Speaker of the House of Representatives of Liberia
- Incumbent
- Assumed office 21 November 2024
- Preceded by: Jonathan F. Koffa

Personal details
- Born: 27 July 1970 (age 55) Monrovia, Liberia
- Party: Unity Party

= Richard Koon =

Liberian politician

Richard Nagbe Koon is a Liberian politician. He has served as Speaker of the House of Representatives of Liberia since 21 November 2024. Koon was first elected speaker by the House on 21 November 2024, and he would serve in that position following his election. However the Supreme Court ruled his leadership to be illegal. Former Speaker Jonathan F. Koffa resigned on 12 May 2025. Following Koffa's resignation, Koon was legitimately elected speaker on 13 May.

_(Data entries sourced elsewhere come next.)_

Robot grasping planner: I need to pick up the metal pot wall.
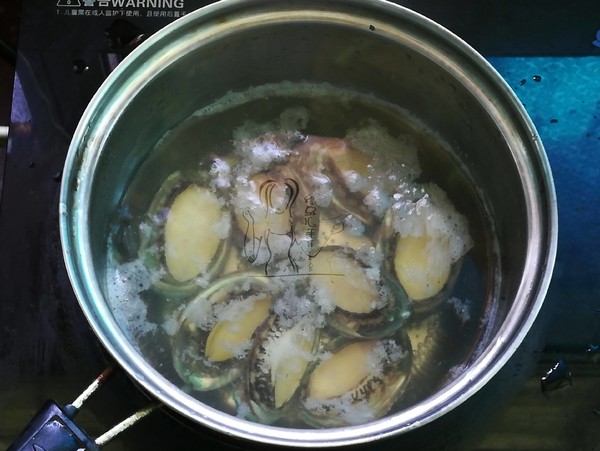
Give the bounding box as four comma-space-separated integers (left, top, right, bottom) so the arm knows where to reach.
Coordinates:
60, 0, 557, 447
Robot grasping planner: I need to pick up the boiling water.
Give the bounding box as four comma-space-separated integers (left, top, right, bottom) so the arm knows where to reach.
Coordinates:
107, 83, 499, 427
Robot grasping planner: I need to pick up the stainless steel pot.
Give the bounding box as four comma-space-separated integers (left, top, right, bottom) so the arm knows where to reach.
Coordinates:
60, 0, 557, 447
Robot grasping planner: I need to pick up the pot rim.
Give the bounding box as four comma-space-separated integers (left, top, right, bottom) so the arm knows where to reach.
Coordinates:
59, 0, 558, 447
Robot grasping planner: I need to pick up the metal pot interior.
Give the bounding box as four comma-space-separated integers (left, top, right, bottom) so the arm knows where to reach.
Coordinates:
60, 0, 556, 446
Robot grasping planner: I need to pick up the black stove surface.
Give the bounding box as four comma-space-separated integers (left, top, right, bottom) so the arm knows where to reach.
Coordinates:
0, 0, 600, 450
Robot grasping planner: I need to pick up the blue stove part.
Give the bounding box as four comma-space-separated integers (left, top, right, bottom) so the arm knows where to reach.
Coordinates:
488, 55, 600, 350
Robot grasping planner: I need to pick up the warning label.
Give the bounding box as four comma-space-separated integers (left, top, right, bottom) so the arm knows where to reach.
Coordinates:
56, 0, 187, 18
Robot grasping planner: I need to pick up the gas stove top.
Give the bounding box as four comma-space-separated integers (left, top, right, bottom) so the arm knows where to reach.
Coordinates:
0, 0, 600, 450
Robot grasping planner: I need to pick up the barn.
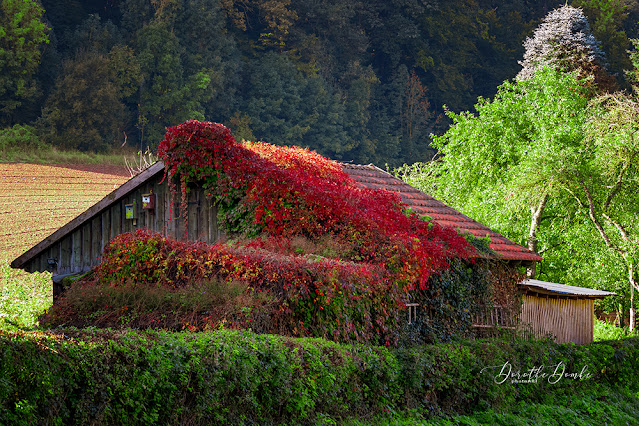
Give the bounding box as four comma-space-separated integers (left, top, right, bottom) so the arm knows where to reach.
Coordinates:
11, 161, 541, 295
11, 161, 608, 343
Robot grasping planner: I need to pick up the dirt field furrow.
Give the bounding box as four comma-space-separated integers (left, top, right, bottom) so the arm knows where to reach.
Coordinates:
0, 163, 130, 260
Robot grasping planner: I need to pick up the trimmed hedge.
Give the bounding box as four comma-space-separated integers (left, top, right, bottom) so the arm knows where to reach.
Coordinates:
0, 329, 639, 424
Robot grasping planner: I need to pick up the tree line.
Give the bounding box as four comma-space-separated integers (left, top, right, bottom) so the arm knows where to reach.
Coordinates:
399, 2, 639, 331
0, 0, 639, 166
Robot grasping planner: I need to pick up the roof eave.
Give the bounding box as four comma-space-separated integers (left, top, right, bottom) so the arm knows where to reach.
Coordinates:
11, 161, 164, 269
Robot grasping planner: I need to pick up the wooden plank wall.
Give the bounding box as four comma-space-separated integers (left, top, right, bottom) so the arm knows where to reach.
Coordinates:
521, 294, 594, 345
27, 175, 224, 276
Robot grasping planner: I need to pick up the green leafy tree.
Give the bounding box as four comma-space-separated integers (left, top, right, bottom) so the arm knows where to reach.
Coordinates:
404, 67, 588, 278
0, 0, 49, 125
564, 93, 639, 331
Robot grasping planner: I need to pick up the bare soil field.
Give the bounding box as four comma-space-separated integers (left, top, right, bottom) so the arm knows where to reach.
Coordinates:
0, 163, 131, 260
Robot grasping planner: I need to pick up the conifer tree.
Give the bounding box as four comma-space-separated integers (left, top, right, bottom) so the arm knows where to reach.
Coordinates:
517, 5, 615, 91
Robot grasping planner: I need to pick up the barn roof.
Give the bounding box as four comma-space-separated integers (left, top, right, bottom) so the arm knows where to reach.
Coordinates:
11, 161, 164, 269
11, 161, 541, 268
520, 278, 617, 299
342, 164, 542, 262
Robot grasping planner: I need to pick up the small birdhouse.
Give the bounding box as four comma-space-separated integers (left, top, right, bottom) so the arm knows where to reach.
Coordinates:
124, 203, 138, 219
142, 194, 155, 210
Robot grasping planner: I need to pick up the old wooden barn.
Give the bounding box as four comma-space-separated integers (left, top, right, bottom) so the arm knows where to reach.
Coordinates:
11, 162, 541, 294
11, 162, 620, 343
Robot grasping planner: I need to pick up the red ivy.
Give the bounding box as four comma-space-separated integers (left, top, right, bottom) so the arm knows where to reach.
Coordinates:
159, 120, 475, 289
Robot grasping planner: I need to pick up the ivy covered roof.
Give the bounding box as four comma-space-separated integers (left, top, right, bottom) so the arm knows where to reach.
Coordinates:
342, 163, 542, 262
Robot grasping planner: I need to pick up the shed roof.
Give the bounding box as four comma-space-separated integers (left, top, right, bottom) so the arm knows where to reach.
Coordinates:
342, 163, 542, 262
520, 278, 617, 299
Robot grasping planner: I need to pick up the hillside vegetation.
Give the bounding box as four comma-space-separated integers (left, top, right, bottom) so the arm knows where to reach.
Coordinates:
5, 0, 639, 166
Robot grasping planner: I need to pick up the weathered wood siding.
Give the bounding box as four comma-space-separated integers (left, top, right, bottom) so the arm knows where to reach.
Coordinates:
19, 168, 223, 278
521, 294, 594, 345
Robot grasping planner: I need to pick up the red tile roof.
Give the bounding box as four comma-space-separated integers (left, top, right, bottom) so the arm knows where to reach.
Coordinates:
342, 163, 542, 262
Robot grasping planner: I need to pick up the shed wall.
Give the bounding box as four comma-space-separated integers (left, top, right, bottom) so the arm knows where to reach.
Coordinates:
521, 294, 594, 345
25, 173, 223, 279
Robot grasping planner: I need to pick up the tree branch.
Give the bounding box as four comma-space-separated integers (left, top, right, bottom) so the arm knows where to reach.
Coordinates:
579, 179, 623, 254
603, 163, 630, 211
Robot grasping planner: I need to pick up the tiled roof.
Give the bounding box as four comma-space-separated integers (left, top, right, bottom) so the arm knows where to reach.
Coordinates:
342, 163, 541, 262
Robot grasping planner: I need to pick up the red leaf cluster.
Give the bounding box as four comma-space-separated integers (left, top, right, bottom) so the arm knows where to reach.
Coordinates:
159, 120, 475, 289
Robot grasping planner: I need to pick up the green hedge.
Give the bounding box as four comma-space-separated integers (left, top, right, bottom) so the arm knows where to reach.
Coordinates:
0, 330, 639, 424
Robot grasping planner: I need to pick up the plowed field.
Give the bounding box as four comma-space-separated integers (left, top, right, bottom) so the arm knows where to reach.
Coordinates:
0, 164, 130, 260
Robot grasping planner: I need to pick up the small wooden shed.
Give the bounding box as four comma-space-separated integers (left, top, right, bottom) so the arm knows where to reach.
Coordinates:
519, 279, 616, 345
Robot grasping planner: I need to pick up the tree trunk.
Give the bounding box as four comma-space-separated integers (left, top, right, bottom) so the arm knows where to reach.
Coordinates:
628, 264, 637, 333
526, 193, 548, 278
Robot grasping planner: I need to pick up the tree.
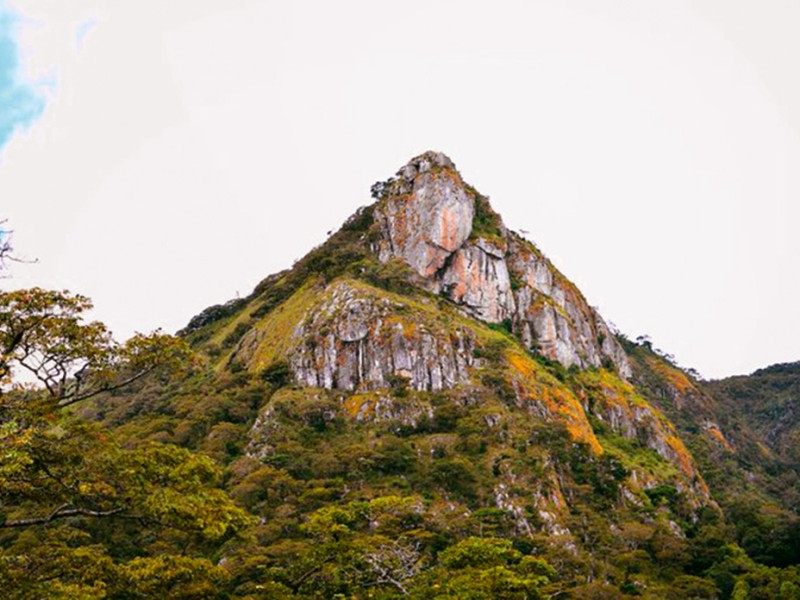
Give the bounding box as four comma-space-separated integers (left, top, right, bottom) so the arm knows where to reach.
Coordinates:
0, 288, 251, 598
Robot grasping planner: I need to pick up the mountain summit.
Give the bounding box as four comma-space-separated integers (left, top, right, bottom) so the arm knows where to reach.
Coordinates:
185, 152, 710, 508
373, 152, 630, 377
7, 152, 800, 600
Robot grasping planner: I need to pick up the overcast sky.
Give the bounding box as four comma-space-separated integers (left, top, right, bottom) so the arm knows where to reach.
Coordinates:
0, 0, 800, 377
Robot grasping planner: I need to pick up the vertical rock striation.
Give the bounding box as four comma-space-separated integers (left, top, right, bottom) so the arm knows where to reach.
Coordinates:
373, 152, 631, 378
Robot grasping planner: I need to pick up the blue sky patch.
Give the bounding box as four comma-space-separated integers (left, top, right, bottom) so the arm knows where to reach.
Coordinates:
0, 2, 45, 148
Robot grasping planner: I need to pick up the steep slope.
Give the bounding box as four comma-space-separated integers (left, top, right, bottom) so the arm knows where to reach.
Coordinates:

Koon was born on 27 July 1970 in Monrovia, Liberia, to a Liberian father and a Nigerian mother. He moved to Monrovia in 1992. He studied in Grand Canyon University. He has MBA degrees in accounting both from Cuttington University Graduate School in Monrovia, and from Grand Canyon University. He worked as a professor at the University of Liberia's graduate school.

Koon unsuccessfully ran as an independent for the House of Representatives in the 2011 election. Koon was first elected represent Montserrado County's 11th House district with the in the elections of 2017. He was a co-chair of the Unity Party caucus. He was elected Speaker of the House of Representatives on 21 November 2024.